Allein von der Körperhaltung her: Am Boden hockend, kauernd, auf einem Sims sitzend, das sei erstens sehr kalt im Winter, gegenüber einem aufrechten Stand und dem Anpreisen einer Zeitung. "Das mussten sie auch erst lernen: Wie halte ich die Zeitung? Wie stelle ich mich hin? Lache ich die Leute an? - Das ist eine ganz andere Erscheinung", sagt Gunda Bachan. Die einstigen Bettler sehen sich nun als Arbeitende. Die Anerkennung, dass Betteln nicht verboten sei, täte allerdings jeder und jedem gut.
Auch Josef. Der 35Jährige kam vor Jahren zum ersten Mal nach Graz: Um zu betteln. Josef kommt aus einer slowakischen Roma-Familie, seine Muttersprache ist Ungarisch. "Zigeunerische Leute werden noch immer diskriminiert in der Slowakei. Und ich werde doppelt diskriminiert wegen meiner Muttersprache. Das passt nicht für die Leute, das ist ihnen nicht sympathisch", erzählt Josef auf Deutsch.
In Wien gab es 2011 insgesamt 1458 Anzeigen wegen Bettelei. "Laut Polizeisprecher Roman Hahslinger ist dabei kein Fall aufgetaucht, bei dem eine ganze Bettlermafia ausgehoben oder jemand zum Betteln gezwungen wurde"
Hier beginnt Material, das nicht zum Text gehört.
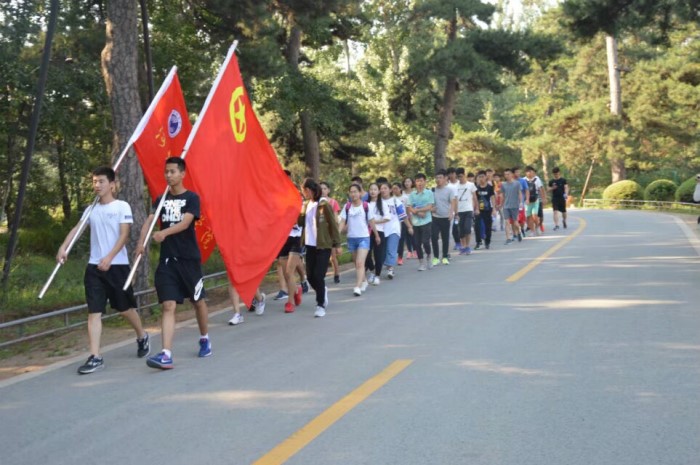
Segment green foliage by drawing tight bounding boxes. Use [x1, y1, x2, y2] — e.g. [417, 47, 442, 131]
[675, 176, 697, 203]
[644, 179, 678, 202]
[603, 180, 644, 200]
Drei Jahre hat er in Graz gebettelt, Sommer und Winter. Die Menschen wären freundlich gewesen, doch in letzter Zeit höre er Passanten von einer "Bettel-Mafia" sprechen. "Aber das ist Blödsinn. Das ist ein sehr großer Blödsinn. Alle betteln für sich selber, für die Familie zuhause", so Josef.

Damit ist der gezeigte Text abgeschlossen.